Clearly another ethical minefield.

But, is making your client’s claim resolution subject to resolution of your claim the same ethical issue?   I say, No, because it is now not you forcing the unethical decision, but the Defendant.  (And, any attorney allowing his client to insist on demanding such a “choice”, better be very careful about permitting an unethical offer to be made!)

As a blog,  (and even though longer than most) I must stop now in order to offer this information timely enough to be meaningful.  That is, simply as an alert to you to this common ethical issue arising repetitively in negotiation and mediation.  Clearly more specific research and investigation is also warranted by those who will face these issues as early as tomorrow.

For now, simply use great caution when negotiating any claim that combines your claim for attorneys fees.  A word to the wise.

3 Comments leave one →
  1. Ali permalink
    July 1, 2016 3:37 pm

    Have you done any more recent research on this issue? I’ve found it to be very relevant in mediations with a fee-shifting component (a seeming conflict of interest for attorneys in their fees versus client damages).
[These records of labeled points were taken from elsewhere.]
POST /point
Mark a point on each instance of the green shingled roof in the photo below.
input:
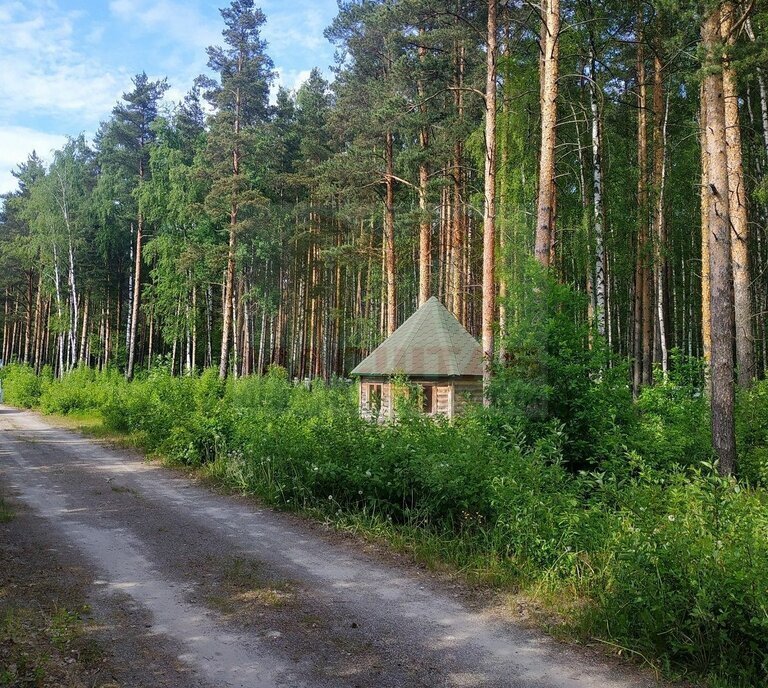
(431, 343)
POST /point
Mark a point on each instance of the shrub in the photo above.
(21, 386)
(666, 557)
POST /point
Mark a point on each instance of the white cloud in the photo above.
(43, 72)
(181, 23)
(16, 143)
(291, 79)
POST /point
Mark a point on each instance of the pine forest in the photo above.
(581, 184)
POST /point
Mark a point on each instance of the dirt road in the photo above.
(201, 589)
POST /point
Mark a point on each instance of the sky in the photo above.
(65, 63)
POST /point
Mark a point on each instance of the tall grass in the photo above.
(665, 557)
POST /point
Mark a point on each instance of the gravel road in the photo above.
(213, 590)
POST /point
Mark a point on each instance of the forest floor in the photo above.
(120, 572)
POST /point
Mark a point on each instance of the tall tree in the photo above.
(489, 207)
(745, 348)
(550, 69)
(124, 144)
(241, 102)
(719, 228)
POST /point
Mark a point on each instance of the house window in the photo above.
(428, 399)
(374, 398)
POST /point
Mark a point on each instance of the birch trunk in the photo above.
(745, 345)
(721, 300)
(489, 208)
(389, 234)
(545, 213)
(597, 199)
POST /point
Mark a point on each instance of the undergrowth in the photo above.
(655, 551)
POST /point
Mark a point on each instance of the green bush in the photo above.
(665, 557)
(21, 386)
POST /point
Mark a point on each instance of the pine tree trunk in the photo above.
(745, 346)
(389, 234)
(597, 199)
(425, 226)
(136, 286)
(545, 214)
(721, 308)
(706, 320)
(643, 275)
(489, 208)
(229, 279)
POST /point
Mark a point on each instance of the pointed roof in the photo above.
(431, 343)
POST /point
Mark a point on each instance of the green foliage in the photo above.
(752, 433)
(657, 552)
(21, 387)
(559, 373)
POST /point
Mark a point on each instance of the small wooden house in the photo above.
(432, 350)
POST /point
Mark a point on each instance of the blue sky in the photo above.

    • July 3, 2016 10:26 am

      Ali, thanks for your comment. It is the reason I write this blog; for practitioners.
      And, you are right, in Florida, it is and always has been a “bright-light” conflict of interest to divide anything with your own client.
      However, in actual negotiation practice, including in mediation, it seems so common in my experience as, frankly, not to be paid much attention. Of course, until there is a complaint.
      My personal practice is to caution all sides of my mediation participants and then, as usual, allow them to proceed as they choose.
      I have done no specific research since my original blog on the matter; most of my “suggestions” for my blog for others come solely from my daily observations of what lawyers do and do not do.
      My better practitioners in these fee-shifting matters seem to have several ways they satisfy themselves (and their clients) within the ethics of this mixed subject-process (usually “pressed” by the defense side as an expediency of their “need” to know their total exposure).
      One is to have had a pre-negotiation full-disclosure conference and even a written waiver plan on this precise issue. Second, (sometimes first after my reminder?), with each offer/counter-offer, an attorney-client pre-agreed division of each offer in case their offer is accepted. Third, before any final acceptance, a similar pre-agreement for the division, if necessary, between the claim and the applicable attorneys fee.
      In Florida, most ethical conflicts may be waived if clients are properly informed in advance. A fully informed client seldom complains. However, better lawyers will want to have such waivers in writing.
      I hope this helps. Dan, from Houlton, Maine (for a cooler summer!)

      • Ali permalink
        July 15, 2016 3:40 pm

        Thank you so much for this response, Dan! I appreciate hearing some practical advice on the issue.

        As far as advice for mediators hoping to encourage best practices in the mediation process (and hoping also for a higher possibility of settlement) — what kind of statements of caution do you recommend in particular? In your opinion, is it ethical for mediators to mention/highlight this issue?